Two Republican Establishment Examples Before You Vote In The Florida Primary

Gingrich is getting pounded again as the Republican establishment tries to stop him.   The attacks are coming in hard now, and while Gingrich is none to conservative himself, but he has far more of it in his background than Romney and a better track record from his time in the House.  So in case you’ve possibly opened your mind to listening, here are two reminders of exactly who the Republican establishment is and why you should think carefully before taking their word on anything.
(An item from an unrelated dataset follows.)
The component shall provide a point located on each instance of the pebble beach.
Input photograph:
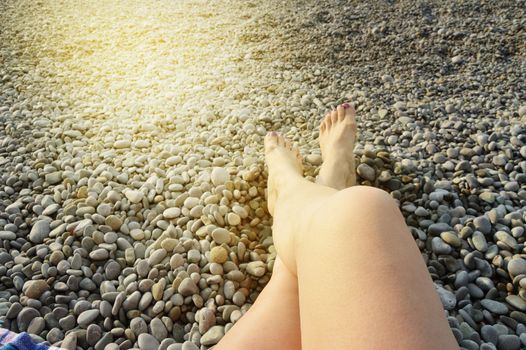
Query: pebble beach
(133, 208)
  1. The Senate just killed the motion of disapproval for Obama’s $1.2 trillion dollar debt ceiling increase.  Some Republican staffer commented about how red-state Democrats would suffer for it, which is completely beyond all comprehension.  All any Democrat has to do to deflect blame is remind everyone that this debt ceiling agreement was bipartisan, and possibly create an ad with McCain calling all the Tea Party types who didn’t agree with the approach that just handed the Democrats a win yet again Hobbits.  None of this would have been possible without the aggressive assistance of Boehner and McConnell, which won’t be lost on much of anyone.
  2. The House is passing legislation in a shady way.  This is either because the Establishment wants to short-circuit their own conservative caucus to maintain the status quo or they’re too terrified of Obama and Reid to resist the status quo.  They broke a few more promises too, and you can read the details at RedState.

This is the Republican establishment at work.  They’re the same establishment that wants Romney.  The same people that made the House the Other Democrat in spending after Gingrich left.  The same lot that led us to 2006 and 2008.  Why would the candidate they back be any different from them?

News link credits:  RedState, The Hill

The Newt Win In South Carolina

By now you’ve heard that Newt ran away with South Carolina in the primary.  The down side of this is that South Carolina is a proportional delegate state under the new rules.  This means that while Newt may get the largest share of delegates, he’s not taking them all.  Mitt still gets some of them, so for now the race isn’t going to be decided before it gets to other states like it was for McCain in 2008.  He had pretty much wrapped up the primaries and lost the general election around February of that year.

The biggest hit Mitt took wasn’t in delegates, but the meme of his inevitability.  Now he’s more like Mr. Inevi<CRASH>.  Since that’s pretty much all he has going for him besides the bogus electability argument (it’s what they say to promote all the non-conservative candidates nowadays), expect more shrill from his supporters.

Last, Mitt’s not the only one with something to lose.  If he doesn’t make it through the primary, it will be the first time since Reagan that the Republican establishment doesn’t get its way in a Presidential nominee.  Their reaction will likely be similar to 2010 as with Charlie Crist, Senator Murkowski, Karl Rove’s treatment of Cristine O’Donnell, and all the trouble we had with the NRSC trying to put milquetoast moderates into the race.

Still, it would be one more small victory.